The cap is meant to reduce Moscow's oil revenues without limiting the flow of Russian oil to the market — a goal that has been met with considerable skepticism in the market.

EU countries plan to block tankers that carry Russian crude and products from obtaining maritime insurance and financial services — unless their cargoes are priced in accordance with the cap.

More granular details still need to be worked out. That includes the level at which the price cap will be set, products that would be exempted and the precise mechanics of the cap in each country that implements it.

Price Point Pending

A senior US Treasury Department official said on Friday that the plan calls for three price caps: one for Urals crude, and two for products. The price caps will be reviewed periodically and widely publicized.

The prices are yet to be finalized, but another senior Treasury Department official gave some hints for crude.

"You don't want to set it at such a level that they are taking advantage of the price premium introduced in the market," the official said, referring to the increase in oil prices of nearly 40% since the start of this year.

"Russia was selling oil years ago at $60 a barrel and making plenty of money," the official added.

The countries backing the plan want the price cap to be set above the cost of producing Urals crude but below its free market value.

The price of Urals has been quite opaque in recent months, but on Friday it was assessed at about $74/bbl, or roughly $20/bbl below dated Brent.

Russian production costs are unclear but officials have said the country is a "low-cost" producer, which perhaps points to costs as low as $15/bbl.

Russian companies have reportedly started negotiations with Asian refiners to buy Urals under term contracts at considerable discounts — perhaps as much as 30% — below dated Brent.

Western officials suggest this points to the early success of the price cap system, arguing that buyers who operate outside it will be free to negotiate an even lower price as a result of the cap, further lowering Moscow's oil income.

Russia has already been offering large discounts to Asian buyers of Urals since the early days of the war in Ukraine, but its oil revenues have proved resilient because of the overall strength of global oil prices.

Traders say the potential challenges to the policy's success include a lack of cooperation from big buyers of Russian oil — notably India, China and Turkey.

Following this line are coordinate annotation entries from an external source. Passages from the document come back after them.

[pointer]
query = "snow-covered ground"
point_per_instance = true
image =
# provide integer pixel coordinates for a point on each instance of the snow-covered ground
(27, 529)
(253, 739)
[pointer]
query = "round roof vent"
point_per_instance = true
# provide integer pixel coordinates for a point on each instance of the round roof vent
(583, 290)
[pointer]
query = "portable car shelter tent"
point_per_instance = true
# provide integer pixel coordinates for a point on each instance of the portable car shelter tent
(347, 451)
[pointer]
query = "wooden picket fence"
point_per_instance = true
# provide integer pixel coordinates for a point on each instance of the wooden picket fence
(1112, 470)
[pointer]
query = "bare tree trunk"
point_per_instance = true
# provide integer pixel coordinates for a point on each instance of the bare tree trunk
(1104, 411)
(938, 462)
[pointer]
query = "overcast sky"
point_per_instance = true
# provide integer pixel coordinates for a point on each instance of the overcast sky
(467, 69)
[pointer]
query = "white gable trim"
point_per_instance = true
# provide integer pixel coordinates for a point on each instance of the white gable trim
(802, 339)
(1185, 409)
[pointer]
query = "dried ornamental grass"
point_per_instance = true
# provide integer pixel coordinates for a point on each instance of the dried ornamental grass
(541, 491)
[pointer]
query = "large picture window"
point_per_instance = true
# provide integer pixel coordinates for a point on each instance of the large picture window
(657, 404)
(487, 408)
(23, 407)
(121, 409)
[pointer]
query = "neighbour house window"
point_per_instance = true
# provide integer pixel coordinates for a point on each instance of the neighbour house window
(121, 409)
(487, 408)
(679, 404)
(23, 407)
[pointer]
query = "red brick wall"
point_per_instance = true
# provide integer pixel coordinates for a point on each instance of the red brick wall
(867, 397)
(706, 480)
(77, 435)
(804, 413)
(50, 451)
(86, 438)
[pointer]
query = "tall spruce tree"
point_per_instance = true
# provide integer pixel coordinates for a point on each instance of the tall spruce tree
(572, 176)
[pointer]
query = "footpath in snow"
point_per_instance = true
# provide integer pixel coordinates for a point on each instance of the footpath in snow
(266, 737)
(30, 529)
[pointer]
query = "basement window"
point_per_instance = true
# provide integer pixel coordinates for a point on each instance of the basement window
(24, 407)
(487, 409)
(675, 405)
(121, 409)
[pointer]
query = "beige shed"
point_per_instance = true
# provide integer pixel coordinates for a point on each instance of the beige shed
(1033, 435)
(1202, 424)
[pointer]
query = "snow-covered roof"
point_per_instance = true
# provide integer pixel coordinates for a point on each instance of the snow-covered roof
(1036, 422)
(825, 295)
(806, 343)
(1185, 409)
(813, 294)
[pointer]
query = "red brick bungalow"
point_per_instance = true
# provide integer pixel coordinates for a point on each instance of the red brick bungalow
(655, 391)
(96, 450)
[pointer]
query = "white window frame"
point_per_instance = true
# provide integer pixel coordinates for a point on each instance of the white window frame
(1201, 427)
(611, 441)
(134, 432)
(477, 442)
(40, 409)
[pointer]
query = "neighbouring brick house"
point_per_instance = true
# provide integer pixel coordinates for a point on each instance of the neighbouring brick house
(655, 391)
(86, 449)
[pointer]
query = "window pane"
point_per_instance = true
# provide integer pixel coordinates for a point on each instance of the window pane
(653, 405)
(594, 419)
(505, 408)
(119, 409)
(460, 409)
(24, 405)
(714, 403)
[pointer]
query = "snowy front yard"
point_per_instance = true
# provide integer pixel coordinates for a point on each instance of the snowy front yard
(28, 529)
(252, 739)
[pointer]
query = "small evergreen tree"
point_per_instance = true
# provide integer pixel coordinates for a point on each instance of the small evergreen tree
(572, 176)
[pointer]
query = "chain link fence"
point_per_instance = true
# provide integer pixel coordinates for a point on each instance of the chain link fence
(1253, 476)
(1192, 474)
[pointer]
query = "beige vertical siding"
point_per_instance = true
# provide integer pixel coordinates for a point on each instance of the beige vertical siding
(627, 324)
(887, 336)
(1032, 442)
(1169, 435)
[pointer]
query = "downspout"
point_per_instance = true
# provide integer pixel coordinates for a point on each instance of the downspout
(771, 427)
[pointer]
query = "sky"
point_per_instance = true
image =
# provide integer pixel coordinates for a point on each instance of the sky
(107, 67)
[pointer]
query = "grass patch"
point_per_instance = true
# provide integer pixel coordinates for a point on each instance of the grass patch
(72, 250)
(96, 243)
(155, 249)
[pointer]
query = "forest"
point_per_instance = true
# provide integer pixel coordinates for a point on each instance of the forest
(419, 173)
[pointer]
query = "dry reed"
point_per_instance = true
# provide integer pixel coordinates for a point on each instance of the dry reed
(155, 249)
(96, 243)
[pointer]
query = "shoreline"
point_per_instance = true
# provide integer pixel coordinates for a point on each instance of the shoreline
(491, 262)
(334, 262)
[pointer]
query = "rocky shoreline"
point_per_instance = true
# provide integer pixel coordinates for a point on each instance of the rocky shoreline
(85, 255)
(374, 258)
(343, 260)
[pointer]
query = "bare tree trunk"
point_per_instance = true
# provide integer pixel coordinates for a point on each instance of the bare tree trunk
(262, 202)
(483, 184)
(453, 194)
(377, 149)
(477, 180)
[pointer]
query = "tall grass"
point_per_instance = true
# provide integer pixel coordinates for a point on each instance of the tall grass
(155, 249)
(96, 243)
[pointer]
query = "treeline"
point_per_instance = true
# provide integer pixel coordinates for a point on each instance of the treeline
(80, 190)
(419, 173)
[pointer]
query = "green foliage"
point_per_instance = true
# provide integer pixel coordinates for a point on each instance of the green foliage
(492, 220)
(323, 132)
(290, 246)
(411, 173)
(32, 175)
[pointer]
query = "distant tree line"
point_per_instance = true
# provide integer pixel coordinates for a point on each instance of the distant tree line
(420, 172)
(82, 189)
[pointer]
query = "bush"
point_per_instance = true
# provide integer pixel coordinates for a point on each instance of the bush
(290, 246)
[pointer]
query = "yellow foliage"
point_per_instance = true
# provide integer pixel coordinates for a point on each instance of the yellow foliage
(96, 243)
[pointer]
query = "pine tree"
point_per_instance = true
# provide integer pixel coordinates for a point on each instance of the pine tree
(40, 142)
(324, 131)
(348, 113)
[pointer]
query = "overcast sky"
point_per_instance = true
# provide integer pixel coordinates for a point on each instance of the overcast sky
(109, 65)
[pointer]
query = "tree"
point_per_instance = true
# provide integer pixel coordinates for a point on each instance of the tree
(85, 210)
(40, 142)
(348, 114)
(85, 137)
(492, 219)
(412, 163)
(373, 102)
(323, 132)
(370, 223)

The price cap scheme could also be undermined by the development of alternative sources for tanker insurance, and arrangements which allow prices to work around the cap through side payments, for example.

Following Steps

The specifics of how the cap will work are clearest in Europe, which plans to block its companies from providing maritime and financial services to tankers carrying Russian crude and products from Dec. 5.

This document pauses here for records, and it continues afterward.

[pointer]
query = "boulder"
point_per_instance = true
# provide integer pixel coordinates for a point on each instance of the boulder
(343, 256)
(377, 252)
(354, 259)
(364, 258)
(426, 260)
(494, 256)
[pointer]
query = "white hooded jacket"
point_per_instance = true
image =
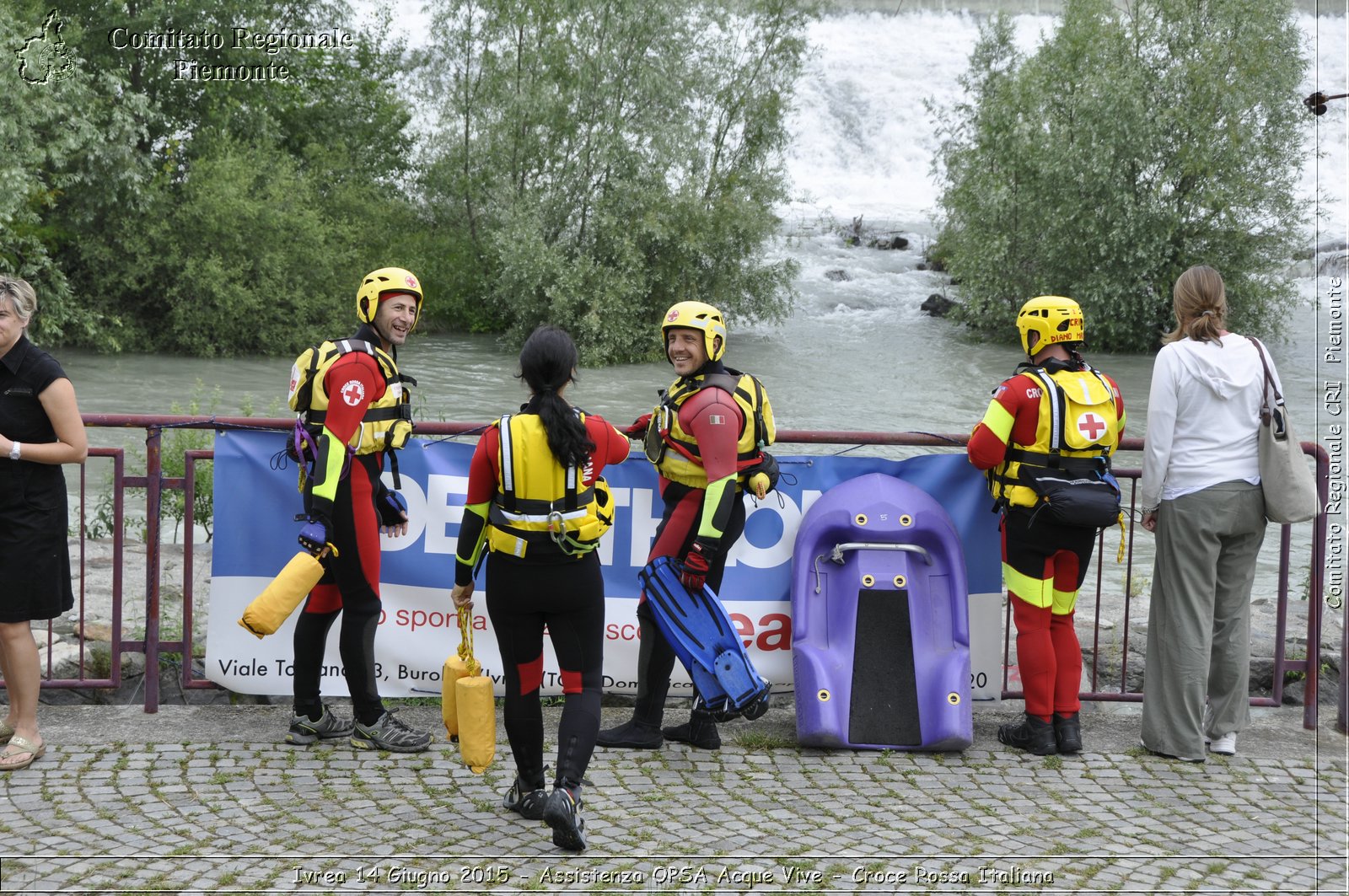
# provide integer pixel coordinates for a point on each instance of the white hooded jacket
(1204, 416)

However, exemptions will be granted for tankers that carry cargoes priced in accordance with the caps.

An EU ban on purchases of Russian crude also takes effect on Dec. 5 and a ban on purchases of Russian products on Feb. 5.

The price cap system will require changes to EU sanctions in place since June and will require unanimity among the bloc's 27 members.

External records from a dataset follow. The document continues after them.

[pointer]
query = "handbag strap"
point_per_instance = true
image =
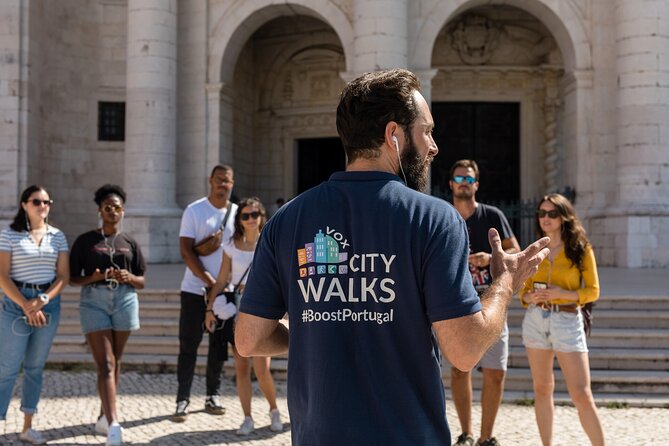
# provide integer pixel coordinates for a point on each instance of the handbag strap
(243, 275)
(227, 215)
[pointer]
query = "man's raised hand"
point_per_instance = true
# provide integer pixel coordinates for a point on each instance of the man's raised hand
(520, 266)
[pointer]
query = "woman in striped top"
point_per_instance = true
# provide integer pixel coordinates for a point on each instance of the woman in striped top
(34, 269)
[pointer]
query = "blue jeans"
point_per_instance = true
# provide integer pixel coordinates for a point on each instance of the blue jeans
(22, 344)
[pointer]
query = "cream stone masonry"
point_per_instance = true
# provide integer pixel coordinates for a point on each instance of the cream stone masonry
(150, 165)
(243, 82)
(13, 115)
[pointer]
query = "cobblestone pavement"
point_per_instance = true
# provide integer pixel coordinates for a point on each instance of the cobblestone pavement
(69, 407)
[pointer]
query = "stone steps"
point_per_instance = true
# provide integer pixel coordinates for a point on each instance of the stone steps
(640, 382)
(629, 347)
(608, 358)
(612, 318)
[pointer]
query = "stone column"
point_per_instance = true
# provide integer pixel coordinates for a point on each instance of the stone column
(640, 221)
(152, 215)
(381, 35)
(551, 106)
(14, 111)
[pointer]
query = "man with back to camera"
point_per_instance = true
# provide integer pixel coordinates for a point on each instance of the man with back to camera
(479, 218)
(201, 219)
(367, 270)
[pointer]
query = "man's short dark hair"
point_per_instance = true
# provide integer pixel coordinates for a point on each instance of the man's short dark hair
(217, 167)
(368, 103)
(466, 164)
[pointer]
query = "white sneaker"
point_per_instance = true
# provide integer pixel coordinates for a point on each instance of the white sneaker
(276, 424)
(102, 425)
(246, 427)
(115, 435)
(32, 436)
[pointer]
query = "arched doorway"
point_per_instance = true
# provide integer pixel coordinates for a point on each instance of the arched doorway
(282, 88)
(496, 98)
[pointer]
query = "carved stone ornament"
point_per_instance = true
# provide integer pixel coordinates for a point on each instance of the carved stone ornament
(475, 38)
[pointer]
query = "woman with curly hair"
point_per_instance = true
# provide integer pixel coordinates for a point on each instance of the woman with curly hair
(33, 271)
(553, 324)
(109, 266)
(237, 257)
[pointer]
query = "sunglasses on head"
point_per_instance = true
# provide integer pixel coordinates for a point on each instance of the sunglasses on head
(112, 208)
(541, 213)
(37, 202)
(246, 215)
(459, 179)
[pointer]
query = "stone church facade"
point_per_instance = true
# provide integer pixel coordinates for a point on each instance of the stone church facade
(243, 81)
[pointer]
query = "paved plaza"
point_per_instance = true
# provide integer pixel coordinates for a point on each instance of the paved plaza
(69, 406)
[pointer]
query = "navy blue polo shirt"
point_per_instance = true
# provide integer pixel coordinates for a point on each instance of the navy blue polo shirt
(363, 265)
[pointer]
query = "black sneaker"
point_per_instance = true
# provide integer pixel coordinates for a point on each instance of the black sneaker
(212, 405)
(492, 441)
(180, 414)
(464, 440)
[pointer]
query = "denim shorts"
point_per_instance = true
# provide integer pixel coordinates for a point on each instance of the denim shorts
(101, 308)
(557, 331)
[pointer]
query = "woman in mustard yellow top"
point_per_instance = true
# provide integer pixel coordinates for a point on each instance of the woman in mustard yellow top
(553, 323)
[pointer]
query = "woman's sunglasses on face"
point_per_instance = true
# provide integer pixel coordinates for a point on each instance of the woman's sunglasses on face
(37, 202)
(459, 179)
(541, 213)
(109, 208)
(246, 215)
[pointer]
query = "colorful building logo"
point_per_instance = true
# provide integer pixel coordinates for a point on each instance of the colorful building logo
(324, 251)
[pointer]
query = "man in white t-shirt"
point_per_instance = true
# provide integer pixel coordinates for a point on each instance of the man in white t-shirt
(201, 219)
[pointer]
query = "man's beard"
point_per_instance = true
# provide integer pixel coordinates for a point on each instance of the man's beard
(415, 167)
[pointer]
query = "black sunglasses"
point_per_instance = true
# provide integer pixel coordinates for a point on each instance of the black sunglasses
(246, 215)
(541, 213)
(459, 179)
(37, 202)
(108, 208)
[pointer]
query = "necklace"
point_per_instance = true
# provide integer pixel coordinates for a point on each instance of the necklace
(111, 247)
(254, 241)
(554, 251)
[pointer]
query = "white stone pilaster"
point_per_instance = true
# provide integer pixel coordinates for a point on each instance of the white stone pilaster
(152, 215)
(380, 30)
(643, 102)
(637, 223)
(14, 111)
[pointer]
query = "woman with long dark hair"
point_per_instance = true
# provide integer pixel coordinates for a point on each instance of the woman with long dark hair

The Treasury Department said it will release specific guidance this month on how existing US sanctions targeting Russia's energy industry will change.

The G7's other non-EU countries — Canada, Japan and the UK — will have to take similar steps.

Officials said other countries plan to join the G7-led coalition of countries implementing the price cap, but declined to name them.

Western Gamble

The success of the price cap plan also represents a bet that Russia won't retaliate by slashing its oil supplies and driving prices to ruinous levels

Deputy Prime Minister Alexander Novak said on Thursday that Russia would indeed halt supplies to countries that support the initiative.

Shipments of oil are largely processed and financed through the Western system.

Ship brokers say the world does not have enough tankers outside the Western system to keep all of Russia's oil flowing. They say there might be enough to support much of its crude oil exports, but not its refined products.

Asked if Russia is bluffing by issuing threats to cut off oil supplies, a US official said on Friday that there was "some merit" to that notion.

"Russia needs revenues from oil in order to support the economy and support their unjustified war in Ukraine. They need those things even more today than they did before the war," the official said.

However, Russia has already slashed its gas exports to Europe, forcing countries in the region to scramble to stockpile enough gas for winter heating.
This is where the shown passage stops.